30 May 2019

Short Course at the Met - American Textiles

Ms. Peck, with another curator, displays a sampler, dated 1827, by Barbara Landis.

On May 9, I joined about a dozen other textiles fans in the Antonio Ratti Textile Center, located in a windowless lower level at the Metropolitan Museum in New York.  Once a week, for three consecutive weeks, we enjoyed a look behind the scenes in an educational Short Course, as the Museum designates limited multi-session classes, entitled American Textiles.  Each session began with a slide presentation by Amelia Peck, Marcia F. Vilcek Curator and Supervising Curator of the Ratti Center.

Since many textiles are fragile and hence not exhibited often, it was a special treat to gain visual access and learn more about the artifacts, as well as the Center, which houses and conserves more than 30,000 items in its storage facilities. Basically, all the texiles from all the various departments are housed here, with the exception of the Costume Insitute, which has separate facilities.

We were not allowed to photograph storage areas,  but taking images of the artifacts was approved.
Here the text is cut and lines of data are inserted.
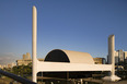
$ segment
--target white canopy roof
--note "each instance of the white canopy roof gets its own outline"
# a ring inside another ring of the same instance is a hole
[[[51,50],[44,61],[94,64],[93,58],[88,52],[61,49]]]

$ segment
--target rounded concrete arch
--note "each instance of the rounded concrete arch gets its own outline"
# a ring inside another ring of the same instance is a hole
[[[54,49],[48,52],[44,61],[94,64],[92,56],[88,52],[61,49]]]

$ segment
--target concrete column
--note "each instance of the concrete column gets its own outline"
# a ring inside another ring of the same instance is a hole
[[[114,35],[109,35],[108,37],[108,59],[107,61],[108,61],[108,64],[112,64],[112,70],[111,70],[109,76],[105,76],[103,77],[103,80],[112,81],[112,82],[119,81],[120,77],[115,75],[115,36]]]
[[[108,64],[112,64],[111,75],[115,75],[115,36],[108,37]]]
[[[36,73],[37,73],[37,59],[36,59],[36,39],[37,37],[37,12],[36,8],[33,7],[33,37],[32,37],[32,81],[36,82]]]

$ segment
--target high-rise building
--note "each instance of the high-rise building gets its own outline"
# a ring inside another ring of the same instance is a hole
[[[118,62],[127,63],[127,51],[123,51],[122,49],[115,51],[115,63]]]

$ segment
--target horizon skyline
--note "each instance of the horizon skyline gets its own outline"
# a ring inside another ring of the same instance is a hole
[[[14,60],[25,52],[32,55],[33,5],[37,8],[38,19],[37,58],[45,58],[53,49],[106,58],[111,34],[115,35],[115,50],[127,51],[126,3],[126,0],[1,0],[0,60]]]

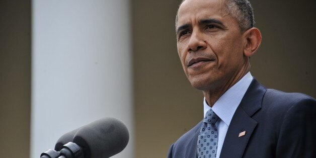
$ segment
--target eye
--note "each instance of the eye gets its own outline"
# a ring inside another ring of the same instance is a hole
[[[217,27],[216,27],[216,26],[214,25],[209,25],[206,26],[206,29],[215,29],[217,28]]]
[[[181,32],[180,32],[179,34],[179,37],[181,37],[183,35],[185,35],[189,33],[189,32],[188,31],[181,31]]]

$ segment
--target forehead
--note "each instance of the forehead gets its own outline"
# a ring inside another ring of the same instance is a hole
[[[221,19],[228,13],[225,0],[186,0],[179,7],[177,25],[203,19]]]

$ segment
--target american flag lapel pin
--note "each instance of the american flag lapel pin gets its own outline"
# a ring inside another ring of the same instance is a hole
[[[238,135],[239,137],[242,137],[244,136],[246,134],[246,131],[244,131],[243,132],[241,132],[240,133],[239,133],[239,135]]]

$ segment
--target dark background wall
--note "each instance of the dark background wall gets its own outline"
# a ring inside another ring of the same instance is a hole
[[[1,0],[0,25],[0,157],[28,157],[31,1]]]
[[[180,0],[132,1],[135,157],[165,157],[200,121],[201,93],[178,56],[175,16]],[[314,1],[251,1],[263,35],[251,72],[267,88],[316,96]]]

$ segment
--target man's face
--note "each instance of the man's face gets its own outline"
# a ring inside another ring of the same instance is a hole
[[[246,62],[246,39],[224,0],[185,1],[179,10],[176,31],[183,69],[198,89],[224,86]]]

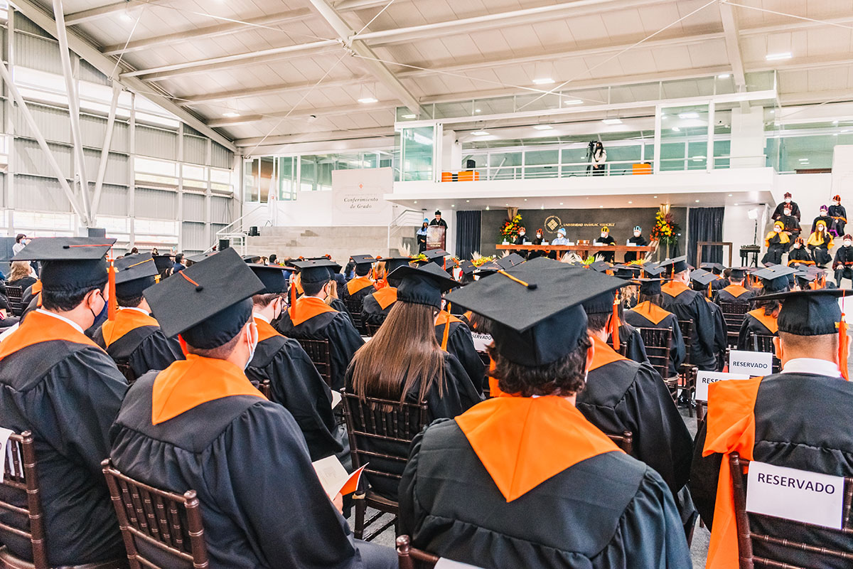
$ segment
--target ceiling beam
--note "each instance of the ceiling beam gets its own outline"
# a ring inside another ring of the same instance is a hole
[[[67,14],[65,16],[65,24],[66,26],[76,26],[77,24],[82,24],[83,22],[109,15],[110,14],[115,14],[116,12],[124,12],[128,9],[141,8],[142,4],[162,4],[169,1],[170,0],[146,0],[146,2],[133,3],[129,0],[125,0],[125,2],[114,2],[110,4],[98,6],[97,8],[90,8],[87,10],[80,10],[79,12]]]
[[[35,3],[33,0],[12,0],[9,3],[11,3],[19,12],[31,20],[36,26],[44,30],[54,38],[57,37],[58,32],[56,29],[56,21],[53,19],[52,15],[48,15],[44,11],[44,9]],[[113,72],[115,71],[115,61],[102,54],[98,51],[97,48],[84,40],[78,34],[75,33],[73,30],[68,30],[68,48],[94,66],[95,68],[102,73],[113,80],[116,80],[116,78],[113,77]],[[189,125],[199,132],[204,134],[206,136],[216,141],[218,143],[233,152],[237,152],[237,147],[235,147],[230,140],[207,126],[207,125],[206,125],[194,114],[175,104],[171,97],[165,95],[159,94],[155,88],[151,85],[132,77],[122,79],[120,83],[127,89],[138,93],[152,102],[160,105],[161,107],[177,117],[178,119],[183,120],[184,123]]]
[[[394,94],[403,104],[409,107],[409,110],[415,114],[421,114],[421,105],[418,103],[416,96],[412,95],[387,66],[380,61],[376,54],[368,47],[367,44],[359,39],[353,39],[355,32],[344,21],[334,9],[329,6],[326,0],[309,0],[323,20],[325,20],[338,38],[352,50],[352,52],[362,58],[362,63],[380,83]]]
[[[142,49],[148,49],[161,45],[171,45],[172,44],[180,44],[182,42],[188,42],[194,39],[217,38],[218,36],[224,36],[236,32],[251,30],[254,26],[265,26],[294,21],[302,21],[304,20],[307,20],[312,15],[313,13],[309,9],[300,8],[295,10],[280,12],[279,14],[263,15],[257,18],[248,18],[247,20],[242,21],[230,21],[223,24],[217,24],[215,26],[200,27],[194,30],[185,30],[183,32],[176,32],[175,33],[167,33],[162,36],[144,38],[142,39],[136,39],[132,42],[129,42],[126,45],[125,44],[107,45],[104,47],[101,52],[105,55],[118,55],[119,54],[141,51]]]

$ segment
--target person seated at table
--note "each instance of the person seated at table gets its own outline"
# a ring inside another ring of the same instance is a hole
[[[815,232],[809,235],[806,246],[811,253],[811,259],[815,264],[823,267],[833,260],[829,255],[829,250],[833,248],[833,235],[827,230],[827,224],[822,221],[818,221]]]
[[[776,467],[853,476],[849,412],[853,384],[844,380],[850,342],[838,302],[845,293],[850,291],[768,295],[768,300],[781,303],[779,334],[774,339],[781,373],[710,386],[707,420],[699,425],[690,475],[693,499],[711,530],[707,566],[737,567],[739,563],[731,453]],[[789,475],[794,477],[790,480],[798,476]],[[839,503],[839,522],[841,509]],[[783,517],[751,515],[749,521],[752,531],[780,538],[752,539],[752,554],[780,561],[773,566],[850,567],[850,534],[795,525]],[[792,547],[786,540],[813,549]],[[818,559],[817,552],[824,548],[844,552],[845,557]]]
[[[780,264],[782,255],[791,247],[791,235],[785,231],[784,221],[777,220],[773,223],[773,231],[764,237],[764,247],[767,247],[767,253],[761,259],[762,264]]]
[[[490,320],[491,374],[505,395],[415,438],[400,531],[479,567],[690,566],[660,474],[575,406],[593,358],[579,304],[614,279],[546,258],[507,272],[448,295]]]
[[[612,247],[616,245],[616,240],[610,236],[610,229],[607,229],[606,225],[605,225],[601,228],[601,235],[595,238],[595,243],[597,245]],[[616,253],[613,251],[601,251],[596,253],[596,255],[601,255],[602,261],[612,263],[613,258],[616,257]]]
[[[637,225],[634,228],[634,235],[628,238],[626,241],[627,245],[633,245],[635,247],[647,247],[648,241],[642,235],[642,228]],[[628,251],[625,253],[625,263],[630,263],[631,261],[637,260],[637,253],[633,251]]]

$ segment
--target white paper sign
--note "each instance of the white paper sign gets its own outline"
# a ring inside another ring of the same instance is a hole
[[[696,401],[708,400],[708,386],[723,380],[748,380],[748,374],[724,374],[722,371],[699,371],[696,374]]]
[[[769,351],[732,350],[728,352],[728,372],[748,374],[752,377],[769,375],[773,373],[773,354]]]
[[[479,334],[479,332],[472,332],[471,337],[474,340],[474,349],[477,351],[485,352],[486,347],[491,344],[492,338],[491,334]]]
[[[844,479],[753,461],[746,511],[841,529]]]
This blog post won't go into detail about individual items - some links are provided to learn more - but just gives an idea of the course content and experience.  Ms. Peck was assisted by a number of Center and museum staff; I didn't catch all of the names, but all were uniformly helpful, knowledgeable and friendly.

Learning about a white work quilt.

The first session introduced us to the Ratti Center, and featured a presentation on textiles for beds, as well as curtains and carpets. Due to technical difficulties, I have no images from that session, but many of the Met's wonderful items can be viewed online.

The next week we moved onto American Schoolgirl Needlework and Embroidery, focusing on marking samplers, in which girls learned to stitch alpha-numeric characters, and pictorial samplers, featuring courting couples, pastoral views,  and character-building aphorisms.  I apologize for the photographic glare on the glass of the framed samplers.

From the samplers, it's clear girls' literacy was highly valued.

Marking sampler, Marian Boil, 1844.

Pictorial embroidery, Laura Hyde, 1800.

Our final session featured American quilts and coverlets, and I would recommend the book by Ms. Peck, American Quilts & Coverlets in the Metropolitan Museum of Art, 1990, and 2nd edition 2007. Here's a link to the 1990 edition  PDF.

Fascinating 19th-century autograph quilt.

A blurry image of Abraham Lincoln's signature on cloth.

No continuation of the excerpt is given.